This is a post I wrote two months ago before complex life intervened... Apologies to readers expecting blogs about twice a month... regular service has resumed as of today
A classic New Zealand Christmas and New year. My wife Kaaren’s three sisters and their families- twenty of us- in a woolshed in the windy Wairarapa. Days stretched out easily between beaches mountain bikes, frisbees, playing five fingers and birdwatching... all interspesed with barbecues, a little wine, lots of laughter, and a fire roaring in a pot-belly stove keeping the cool southerly at bay.
One afternoon Alister and I were inculcating our sons Brian and Rohan into a New Zealnd rite of passage- the quintessential kiwi summer card game "500". No New Zealnad holiday is complete without a game or three of 500. From games on sunny summer beaches and gale lashed tents teetering on high passes over the years Alister and I have some understanding of the strategy. But what was clear to us was a mystery to our sons:
“Rohan, you didn't need to trump that, we were going to win the trick anyway”
‘Brian, why did you play the 10 of spades? If you'd led a low heart I could have trumped”
“No Brian, I was trying to indicate I had strong spades by my bid so that you could take out the game with "7 No Trumps" ”
Invariably they would ask “But how did you know?” Playing cards is about making decisions with incomplete information. Its a continuous interative process- gathering information as it is revealed and responding with the changing resources one has. This information can be obvious- most people have no trouble rememberingt "the Ace of trumps has been played and therefore the king in my hand is now the highest card". Sometimes the cues might be more subtle- "...my patner played a Queen on the opposition Ace lead- probably that means he now has no diamonds left so if I lead diamonds he can trump". Clues may be very subtle- "Hmmm last trick he discarded an offsuit five, this time he's discarded a ten. That means...." Top bridge and 500 players are making these inferences all the time.

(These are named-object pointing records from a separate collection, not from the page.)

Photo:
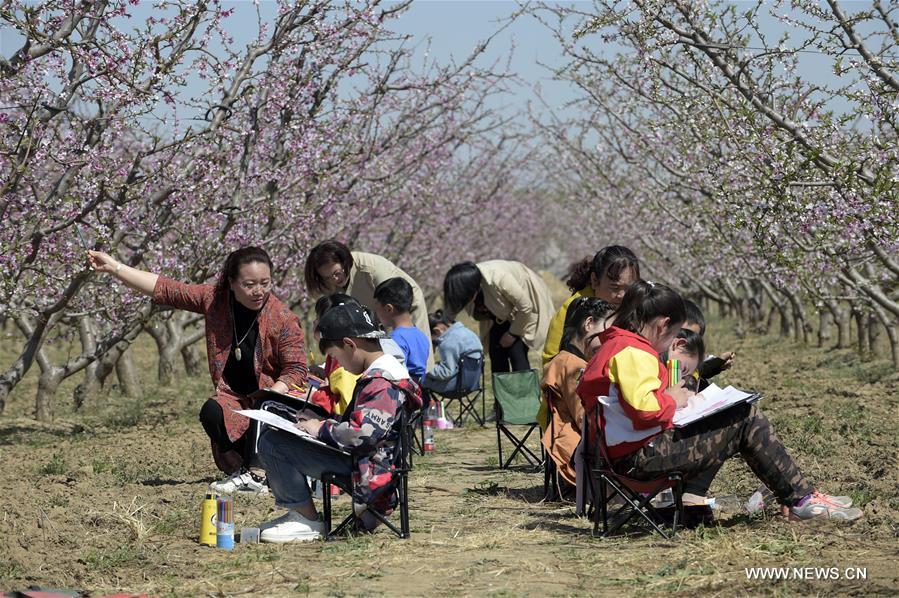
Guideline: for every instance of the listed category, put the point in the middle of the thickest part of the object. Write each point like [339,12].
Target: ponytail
[579,274]
[460,285]
[612,261]
[578,312]
[644,302]
[439,317]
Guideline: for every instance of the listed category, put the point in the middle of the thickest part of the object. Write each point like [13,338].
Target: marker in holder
[208,531]
[673,373]
[224,525]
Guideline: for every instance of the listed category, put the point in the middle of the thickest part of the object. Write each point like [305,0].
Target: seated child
[584,321]
[452,340]
[626,379]
[393,301]
[366,430]
[688,348]
[335,392]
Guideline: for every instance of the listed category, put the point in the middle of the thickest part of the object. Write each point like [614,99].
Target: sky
[445,29]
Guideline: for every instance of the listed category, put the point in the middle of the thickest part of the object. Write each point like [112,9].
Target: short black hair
[460,285]
[366,344]
[331,251]
[397,292]
[694,345]
[578,311]
[439,317]
[328,301]
[694,314]
[645,301]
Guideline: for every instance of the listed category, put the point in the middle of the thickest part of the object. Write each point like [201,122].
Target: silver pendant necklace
[237,353]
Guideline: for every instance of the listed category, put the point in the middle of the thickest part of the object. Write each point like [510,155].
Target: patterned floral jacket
[369,432]
[280,352]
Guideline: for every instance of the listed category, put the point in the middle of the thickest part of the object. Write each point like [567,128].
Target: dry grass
[94,504]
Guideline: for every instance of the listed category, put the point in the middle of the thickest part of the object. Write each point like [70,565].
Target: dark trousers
[699,450]
[236,453]
[506,359]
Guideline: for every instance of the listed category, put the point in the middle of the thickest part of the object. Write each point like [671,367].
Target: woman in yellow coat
[512,303]
[332,268]
[607,275]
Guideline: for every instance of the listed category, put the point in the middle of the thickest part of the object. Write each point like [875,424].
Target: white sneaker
[241,481]
[291,527]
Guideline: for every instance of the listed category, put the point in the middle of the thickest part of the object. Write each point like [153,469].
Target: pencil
[81,236]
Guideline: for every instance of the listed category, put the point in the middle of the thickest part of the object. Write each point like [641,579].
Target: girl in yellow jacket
[607,275]
[626,397]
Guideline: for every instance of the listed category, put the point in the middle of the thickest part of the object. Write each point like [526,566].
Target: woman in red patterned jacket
[253,341]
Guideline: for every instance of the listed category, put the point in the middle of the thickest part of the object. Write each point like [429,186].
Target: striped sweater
[627,377]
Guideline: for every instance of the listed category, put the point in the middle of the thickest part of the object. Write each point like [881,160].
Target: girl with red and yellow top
[628,383]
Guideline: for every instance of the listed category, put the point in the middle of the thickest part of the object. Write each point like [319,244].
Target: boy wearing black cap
[366,430]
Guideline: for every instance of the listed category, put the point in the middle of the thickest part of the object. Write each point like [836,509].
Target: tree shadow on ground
[157,481]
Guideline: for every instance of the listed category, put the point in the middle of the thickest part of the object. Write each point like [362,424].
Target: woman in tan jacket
[332,268]
[512,303]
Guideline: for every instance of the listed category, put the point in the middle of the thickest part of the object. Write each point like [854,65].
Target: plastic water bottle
[428,444]
[224,524]
[758,499]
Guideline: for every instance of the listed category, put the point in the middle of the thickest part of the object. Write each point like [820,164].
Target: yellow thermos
[207,521]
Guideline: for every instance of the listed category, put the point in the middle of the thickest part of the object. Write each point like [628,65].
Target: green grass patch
[107,561]
[55,466]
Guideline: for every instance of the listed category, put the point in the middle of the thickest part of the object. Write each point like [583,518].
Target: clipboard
[294,402]
[309,443]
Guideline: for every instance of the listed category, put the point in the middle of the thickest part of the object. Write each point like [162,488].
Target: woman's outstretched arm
[139,280]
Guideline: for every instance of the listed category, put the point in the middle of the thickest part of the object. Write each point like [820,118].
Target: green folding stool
[517,397]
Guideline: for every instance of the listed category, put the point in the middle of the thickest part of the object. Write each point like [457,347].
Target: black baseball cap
[348,320]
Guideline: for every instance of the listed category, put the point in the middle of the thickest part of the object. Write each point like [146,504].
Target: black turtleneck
[241,375]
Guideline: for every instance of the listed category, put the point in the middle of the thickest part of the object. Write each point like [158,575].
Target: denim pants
[288,460]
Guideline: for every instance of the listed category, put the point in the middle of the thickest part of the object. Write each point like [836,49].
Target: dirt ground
[109,500]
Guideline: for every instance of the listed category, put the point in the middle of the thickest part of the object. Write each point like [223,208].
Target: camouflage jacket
[368,430]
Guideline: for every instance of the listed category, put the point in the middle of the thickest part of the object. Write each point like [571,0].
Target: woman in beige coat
[332,268]
[512,303]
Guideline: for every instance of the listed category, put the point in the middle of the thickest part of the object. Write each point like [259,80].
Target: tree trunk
[45,400]
[193,362]
[825,323]
[861,321]
[842,316]
[126,372]
[801,327]
[168,346]
[91,384]
[874,330]
[781,306]
[769,321]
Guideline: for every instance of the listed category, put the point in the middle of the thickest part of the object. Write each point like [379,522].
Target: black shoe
[694,516]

Some information can be gathered via methods that verge on cheating: – a shouted bid or a card slammed down may be a way to indicate a strong hand, holding a hand with three fingers exposed versus one finger exposed as a code to show a strong suit.... Whatever, in cards there is always information rippling around. Much like an anthropollogist one has to construct a whole world from a few shards and then respond with what one has based on this incomplete information. Just like running a development project in complexity.
Except cards is a very simplified version of complexity. There are only 52 cards in a pack, all discreet, each with formal rules of behaviour. There are set rules for each game and a single set of values (the scoring system for that game). The game itself is in a fixed environment too. A game of 500 today follows the same rules and with the same cards as games I played ten or twenty years ago. Real world developent is not like that. Every person is different ( we don't fit neatly in suits), rules of behaviour are never fixed- people might evern risk their lives to break rules. In the same space one person might want to conserve tigers, another might want to illegally cut timber and a third might want to clear some, but not all the forest, build a hotel lined with tropical hardwood and market it as an Eco-tourism lodge. And of course the world we play our development games in is dynamic- the climate changes, so does population deinsity, the pirce of oil, international borders, social norms.... In cards a queen of spades always behaves as a queen of spades. In development a radical left wing social activist might become a Neo-liberal businesswoman, or a Nobel peace prize winning politician might turn a blind eye to ethnic cleansing of a religious minority in Myanmar. Life is infinitely more complex than cards.
If we work in any development context the question is how much effort we put into gathering information, how we put all these different types of information together, how to make meaning of it- and ultimately how to act in the face of incomplete information. Just like cards.
The cards were away, Rohan and Brian were throwing frisbees outside and Alister and I sat back. He told me about a business involved in gathering big data and making plans from that. Information again. Later another brother in law, Craig told me about bouncing radio waves off glaciers to measure thickeness and melt rates and work out how to respond to climate change. Informaiton. I thought of an ecology proefesor of mine who said that evolution is about the storage, transmission and flow of information. Gatherring and responding to whatever contextual information a species can get. I wonder if it is valid to say that is true of all development in complexity.